Bir hususun hakkını teslim etmek gerekiyor: Psikolojik eşiği ve dayanıklılığı çok yüksek bir milletiz. Ancak, artık bu durum ile övünme fırsatını bize verecek olan felaket ve sıkıntılardan uzakta bir hayata, rutine ve düzene geçmemiz gerekmiyor mu? 100 yaşına girecek olan Türkiye Cumhuriyeti felaket anlarında sergilemiş olduğu yüksek psikolojik direnci, bu sıkıntı ve sorunları minimuma indirecek veya bu sorunlar yaşandığında çözüme sistematik şekilde ulaşacak bir düzene geçiş için kullansa daha iyi olmaz mı? Veya geçmişte Kurtuluş Savaşı’nda, bugün de deprem felaketinde gösterdiği yüksek enerji, çaba ve fedakârlığı artık her anlamda sistemli olmak üzerine bir çalışmada ortaya koysa? Yani artık “felaketler bizi bir araya getiriyor”, “bir musibet bin nasihatten iyidir” atasözlerinin “bilgeliğinden” uzaklaşsak ve biraz da bu atasözlerine karşı biraz “saygısız” olsak nasıl olur? Hani sokak röportajlarında 50 yaş üstü insanların “gerekirse kuru ekmek-soğan yeriz” şeklindeki itici çıkışları gibi, bilinçaltında hep bu tetikte olma durumu var. “Kuru ekmek-soğan” yemeye her an hazır olmak… Hatta bu durumu tarif ederken “gerekirse” deniyor. Kuru ekmek-soğan yenecek bir gereklilik… Sayın Erdoğan 2015’te Rusya ile yaşadığımız kriz neticesinde de doğalgaz tedarik sıkıntısına ilişkin, “Biz hayat boyu doğal gazla yaşamadık biliyorsunuz, doğal gazla tanışalı ne kadar zaman olduğu belli. Bu millet çileye alışık bir millettir.” demişti.

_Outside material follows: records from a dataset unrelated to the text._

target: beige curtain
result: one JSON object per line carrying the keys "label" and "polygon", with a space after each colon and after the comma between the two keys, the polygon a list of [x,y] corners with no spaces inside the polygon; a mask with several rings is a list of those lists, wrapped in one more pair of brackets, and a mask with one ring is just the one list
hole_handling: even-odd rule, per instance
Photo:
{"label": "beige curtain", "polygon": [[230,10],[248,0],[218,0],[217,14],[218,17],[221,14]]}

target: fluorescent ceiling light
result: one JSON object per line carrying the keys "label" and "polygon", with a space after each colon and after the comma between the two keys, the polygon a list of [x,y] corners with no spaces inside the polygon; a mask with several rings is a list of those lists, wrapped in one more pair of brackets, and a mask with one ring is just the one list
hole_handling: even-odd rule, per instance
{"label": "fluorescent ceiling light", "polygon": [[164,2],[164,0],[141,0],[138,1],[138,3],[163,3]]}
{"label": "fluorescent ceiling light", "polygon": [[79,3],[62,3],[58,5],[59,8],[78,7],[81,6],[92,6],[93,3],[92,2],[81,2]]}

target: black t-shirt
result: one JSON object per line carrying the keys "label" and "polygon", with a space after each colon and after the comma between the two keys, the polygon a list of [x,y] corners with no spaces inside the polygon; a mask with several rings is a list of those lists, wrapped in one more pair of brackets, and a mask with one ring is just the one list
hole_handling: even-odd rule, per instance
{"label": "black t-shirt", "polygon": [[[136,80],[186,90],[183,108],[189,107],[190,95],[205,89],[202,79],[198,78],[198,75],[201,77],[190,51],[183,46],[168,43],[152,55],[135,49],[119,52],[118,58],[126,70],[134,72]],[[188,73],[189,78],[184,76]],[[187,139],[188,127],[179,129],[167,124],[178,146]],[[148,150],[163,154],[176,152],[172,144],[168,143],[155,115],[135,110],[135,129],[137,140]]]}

Bu dönemde konuşması itici gelebilir fakat geçmiş dönemden gelen siyasi, ekonomik ve sosyal krizin üzerine büyük bir deprem felaketinin ağırlığı ile 2023 seçimlerini gerçekleştireceğiz. Umuyorum ki bu seçimlerde devletin ve toplumsal hafızanın ilk anısına (anılarına) bakış açısını ve yorumlama eğilimini değiştirecek, artık zihnimizin veya bilinçaltımızın arşivinden veya kör noktalarından “çileye alışık millet” , “gerekirse kuru ekmek-soğan” tortularını çıkaracak irade galip gelir.